The new budget law that keeps the government open for the next three weeks includes a provision that would permit the transfer and spending of intelligence funds during that period without congressional authorization or approval.
“This language is troublesome for the [Senate intelligence] committee because it would authorize the intelligence community to spend funds ‘notwithstanding’ the law that requires prior authorization by the Senate Intelligence Committee or by the House Intelligence Committee,” said intelligence committee chairman Sen. Richard Burr on Monday.
“Effectively, the intelligence community could expend funds as it sees fit without an authorization bill in place.”
“Let me just say to my colleagues, a situation like this is untenable,” Sen. Burr said. “If you neuter the committee, you neuter our oversight.”
But efforts by Senator Burr and committee vice chairman Senator Mark Warner to modify the provision were blocked by Appropriations Committee chairman Sen. Thad Cochran. He said the controversial language “is included exactly as requested by the administration” and with his support the budget measure was enacted into law.

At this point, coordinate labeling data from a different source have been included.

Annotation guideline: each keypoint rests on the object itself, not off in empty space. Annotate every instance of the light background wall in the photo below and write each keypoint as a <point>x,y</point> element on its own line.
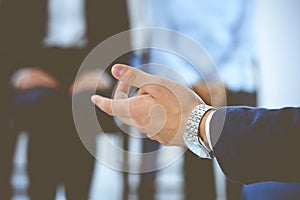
<point>278,32</point>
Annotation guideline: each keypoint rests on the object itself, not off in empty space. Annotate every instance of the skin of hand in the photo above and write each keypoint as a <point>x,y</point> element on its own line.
<point>33,77</point>
<point>160,109</point>
<point>87,80</point>
<point>212,92</point>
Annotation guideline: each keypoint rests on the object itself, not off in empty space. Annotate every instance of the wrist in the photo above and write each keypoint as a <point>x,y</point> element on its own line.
<point>202,127</point>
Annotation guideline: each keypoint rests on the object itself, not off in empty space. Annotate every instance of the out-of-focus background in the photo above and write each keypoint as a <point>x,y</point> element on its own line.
<point>277,29</point>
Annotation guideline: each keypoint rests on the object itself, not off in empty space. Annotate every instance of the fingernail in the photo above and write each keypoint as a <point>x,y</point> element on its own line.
<point>93,98</point>
<point>118,70</point>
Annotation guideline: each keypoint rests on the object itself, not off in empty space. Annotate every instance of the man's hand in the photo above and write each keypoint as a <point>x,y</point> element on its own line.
<point>160,109</point>
<point>33,77</point>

The provision was first reported last week by Ryan Grim in The Intercept.
The override of normal oversight requirements was requested by the Office of Management and Budget at the urging of the Pentagon, the Washington Examinerreported. See “Provision in shutdown-ending bill stokes fear of oversight-free intelligence spending” by Steven Nelson, January 23, 2018,
An unnamed congressional staffer told the paper that the change mainly pertains to missile defense funds and “does not give the intelligence community a blank check at all.” The staffer also contended that it does not materially affect the role of the intelligence committees.
But the chairman and vice chairman disagree.
“For the next 3 weeks we will have an inability to exercise, in our estimation, the tools that we might need,” Senator Burr said.